Рэм решил, что разговор увели в сторону и про реактор ему не ответят. Секретность, наверное. Но ошибся.
– Вот с «Персефоны» которые, те пытались как-то взорвать реактор, – неожиданно вспомнил инструктор. – Задача, кстати, совсем не простая. При случайной разгерметизации – далтитовый кожух затянет микроповреждение. Реактор будет «фонить», поджирать далтит, а далтит – снова затягивать повреждение. В таком состоянии даже летать можно. Сам реактор не взорвётся, пока утечка не достигнет критической массы.
– А как же они тогда? – удивился Касим.
– Отморозки… – Астахов протянул Рэму кусочек сухой колбасы.
Слишком солёная, явный неликвид, – оценил Рэм. Но колбасу сжевал.
– Я думаю… – инструктор поскрёб колбасу от белого соляного налёта, замолчал и стал пилить твёрдый брусок.
Колбаса была длинная и не резалась совершенно. Сыр уже давно съели, а на борьбу с колбасой терпения у сержантов не хватало.
– Думаю… – вернулся Эрг к мысли. – …Можно проточку кинуть с реактора антивещества на плазменный. Вот тогда может рвануть. Но я вам тут не кружок умелые руки.
– А зачем они хотели взорвать реактор? – Рэм стащил кусочек колбасы.
– Так делают при нападении алайцев или таггеров, чтобы в плен не сдаваться, – пояснил Астахов.

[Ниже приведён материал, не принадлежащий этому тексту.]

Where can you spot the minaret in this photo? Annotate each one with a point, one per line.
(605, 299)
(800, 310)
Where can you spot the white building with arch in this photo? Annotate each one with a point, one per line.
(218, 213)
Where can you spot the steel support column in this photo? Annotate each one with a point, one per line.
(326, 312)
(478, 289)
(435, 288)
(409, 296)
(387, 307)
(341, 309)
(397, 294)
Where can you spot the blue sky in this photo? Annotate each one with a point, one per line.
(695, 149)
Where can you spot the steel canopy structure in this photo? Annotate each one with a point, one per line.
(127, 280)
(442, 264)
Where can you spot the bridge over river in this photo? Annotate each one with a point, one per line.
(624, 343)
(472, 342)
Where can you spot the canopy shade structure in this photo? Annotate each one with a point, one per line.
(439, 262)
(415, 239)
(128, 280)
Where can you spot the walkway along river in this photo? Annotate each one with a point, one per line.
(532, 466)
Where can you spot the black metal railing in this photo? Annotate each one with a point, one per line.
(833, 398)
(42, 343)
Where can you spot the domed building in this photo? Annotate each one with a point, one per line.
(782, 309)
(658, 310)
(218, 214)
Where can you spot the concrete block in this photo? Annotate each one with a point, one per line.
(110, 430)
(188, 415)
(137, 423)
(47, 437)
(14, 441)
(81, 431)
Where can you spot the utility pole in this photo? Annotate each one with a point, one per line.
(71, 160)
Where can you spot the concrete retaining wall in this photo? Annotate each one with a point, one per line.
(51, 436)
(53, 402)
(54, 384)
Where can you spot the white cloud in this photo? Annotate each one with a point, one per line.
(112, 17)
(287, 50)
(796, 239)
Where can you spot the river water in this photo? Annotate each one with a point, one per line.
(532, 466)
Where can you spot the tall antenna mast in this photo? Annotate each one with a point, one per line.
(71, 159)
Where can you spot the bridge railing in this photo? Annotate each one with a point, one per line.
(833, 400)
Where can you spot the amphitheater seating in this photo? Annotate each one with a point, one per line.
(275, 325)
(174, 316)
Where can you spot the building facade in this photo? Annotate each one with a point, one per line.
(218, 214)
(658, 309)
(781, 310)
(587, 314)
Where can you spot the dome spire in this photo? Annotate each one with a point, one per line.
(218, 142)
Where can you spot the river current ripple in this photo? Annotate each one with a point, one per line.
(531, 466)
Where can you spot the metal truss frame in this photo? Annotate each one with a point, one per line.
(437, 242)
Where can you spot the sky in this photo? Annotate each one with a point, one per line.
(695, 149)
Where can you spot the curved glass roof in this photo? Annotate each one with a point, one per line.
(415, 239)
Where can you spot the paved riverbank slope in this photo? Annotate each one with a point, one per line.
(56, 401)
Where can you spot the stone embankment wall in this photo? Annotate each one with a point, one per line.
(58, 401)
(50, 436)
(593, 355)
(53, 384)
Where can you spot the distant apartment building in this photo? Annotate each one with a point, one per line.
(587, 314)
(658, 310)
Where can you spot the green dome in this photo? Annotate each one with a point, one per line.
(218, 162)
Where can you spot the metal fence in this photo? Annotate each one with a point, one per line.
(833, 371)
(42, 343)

– Но мы же с алайцами не воюем?
– Официально. Но мы же – спецон. Кто знает, что там у парней было за спецзадание. Одни слухи.

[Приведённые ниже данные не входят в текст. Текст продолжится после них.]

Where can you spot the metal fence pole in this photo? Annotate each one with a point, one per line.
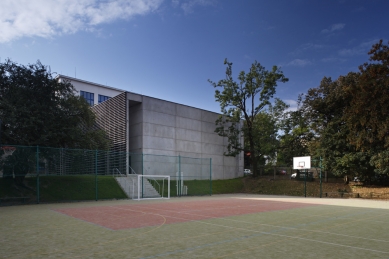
(305, 183)
(179, 177)
(210, 176)
(37, 175)
(96, 175)
(320, 179)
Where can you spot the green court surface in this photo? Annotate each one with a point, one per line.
(220, 226)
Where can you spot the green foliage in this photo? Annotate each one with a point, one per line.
(244, 100)
(349, 118)
(36, 109)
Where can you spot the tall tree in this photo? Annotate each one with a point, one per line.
(243, 101)
(367, 114)
(36, 109)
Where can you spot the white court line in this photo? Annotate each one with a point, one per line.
(261, 224)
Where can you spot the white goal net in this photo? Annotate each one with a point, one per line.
(151, 187)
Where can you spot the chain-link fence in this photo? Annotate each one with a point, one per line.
(42, 174)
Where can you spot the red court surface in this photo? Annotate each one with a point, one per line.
(154, 214)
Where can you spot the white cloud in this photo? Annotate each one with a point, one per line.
(299, 62)
(188, 5)
(334, 27)
(43, 18)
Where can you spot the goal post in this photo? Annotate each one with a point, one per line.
(151, 187)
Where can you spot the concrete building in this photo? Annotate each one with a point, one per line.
(142, 124)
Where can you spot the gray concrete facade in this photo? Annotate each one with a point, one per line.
(165, 128)
(160, 127)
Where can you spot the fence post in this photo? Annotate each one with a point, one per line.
(179, 177)
(305, 183)
(320, 178)
(37, 175)
(210, 176)
(96, 175)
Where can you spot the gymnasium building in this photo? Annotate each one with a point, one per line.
(141, 124)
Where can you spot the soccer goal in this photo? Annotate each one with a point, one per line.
(151, 187)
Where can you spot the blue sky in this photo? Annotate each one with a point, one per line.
(168, 49)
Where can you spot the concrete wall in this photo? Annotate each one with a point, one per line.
(169, 129)
(96, 89)
(173, 129)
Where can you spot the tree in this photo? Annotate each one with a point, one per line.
(296, 139)
(36, 109)
(243, 101)
(266, 127)
(367, 113)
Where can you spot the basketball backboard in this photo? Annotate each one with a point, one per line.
(302, 162)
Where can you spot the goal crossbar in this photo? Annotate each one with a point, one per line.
(152, 187)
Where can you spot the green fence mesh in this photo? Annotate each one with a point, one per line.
(42, 174)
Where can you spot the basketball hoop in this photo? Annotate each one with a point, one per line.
(8, 150)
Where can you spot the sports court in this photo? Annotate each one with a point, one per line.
(219, 226)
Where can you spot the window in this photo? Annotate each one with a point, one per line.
(89, 97)
(103, 98)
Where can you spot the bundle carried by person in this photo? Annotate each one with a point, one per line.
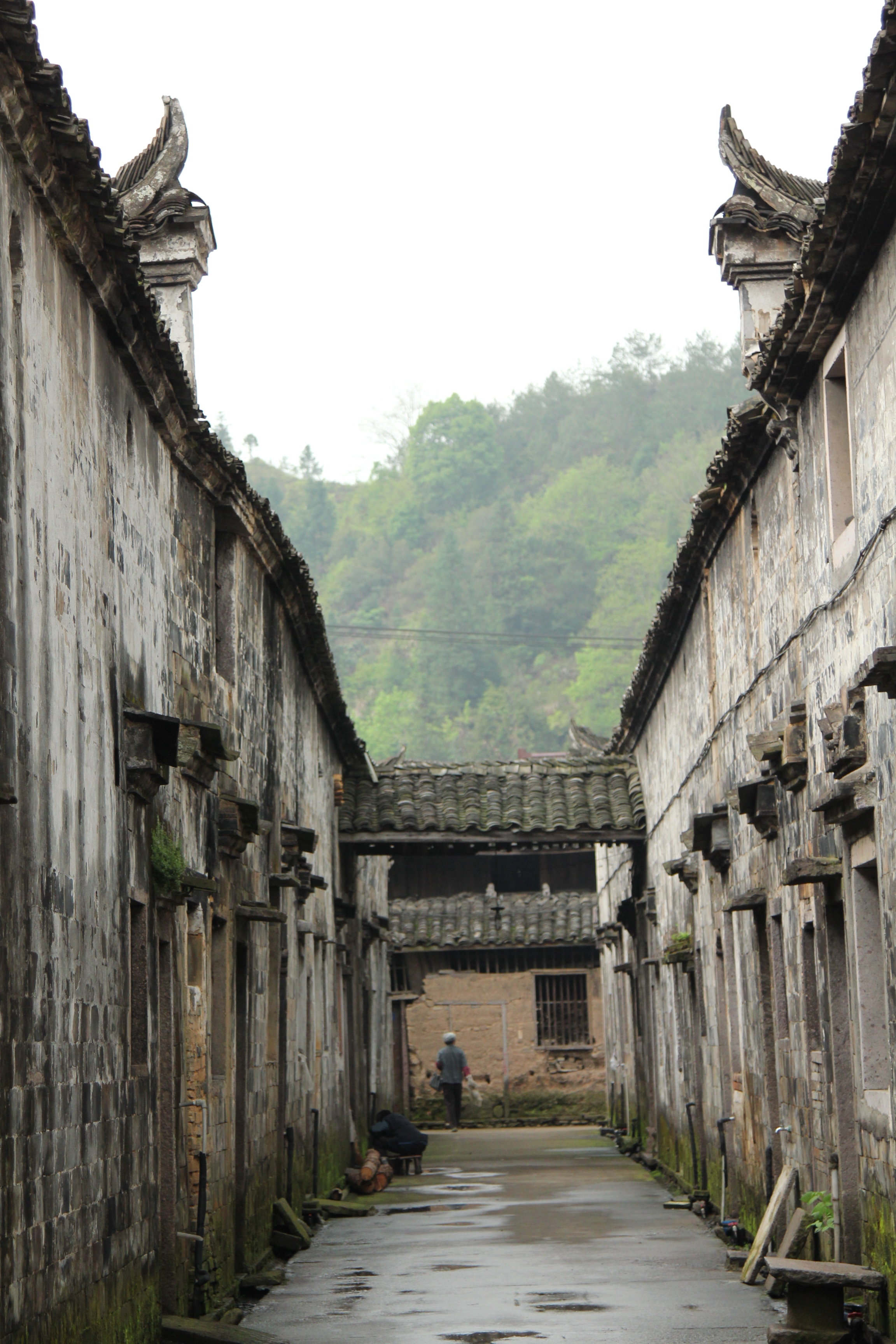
(371, 1176)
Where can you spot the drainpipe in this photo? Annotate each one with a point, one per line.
(835, 1202)
(201, 1277)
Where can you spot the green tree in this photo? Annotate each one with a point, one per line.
(455, 459)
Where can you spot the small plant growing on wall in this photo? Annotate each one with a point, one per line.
(167, 861)
(679, 947)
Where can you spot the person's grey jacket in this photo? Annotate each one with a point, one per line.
(453, 1062)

– «Персефона» подчиняется непосредственно генералу Мерису, – напомнил Астахов. – Это особисты в квадрате. С одной стороны там лучшие по рейтингу пилоты, с другой – врагу не пожелаешь служить в условиях, когда границ у тебя нет.– Вот смотри. – Он повернулся к Рэму и вызвал над браслетом голограмму. – Это рейтинг крыла. Разноцветные шарики – личные достижения. На самом верху – красные – это пилоты без рейтинга. Уровень «бог». А теперь мы делаем вот так… – Он щёлкнул по браслету. – И ты видишь, что все красные шарики – это примерно спецон. На кораблях крыла красных – всего пара десятков. А теперь смотрим номер личного рейтинга… Опа. Вот он, твой Эмор, который Илинга вытащил. Понял, где? Вот так-то. А парень ещё молодой совсем. Двадцать три года. Сорок четвёртый результат в крыле. Это, малый, нам всем как повеситься. Но с него и требуют такое, чего лучше не знать.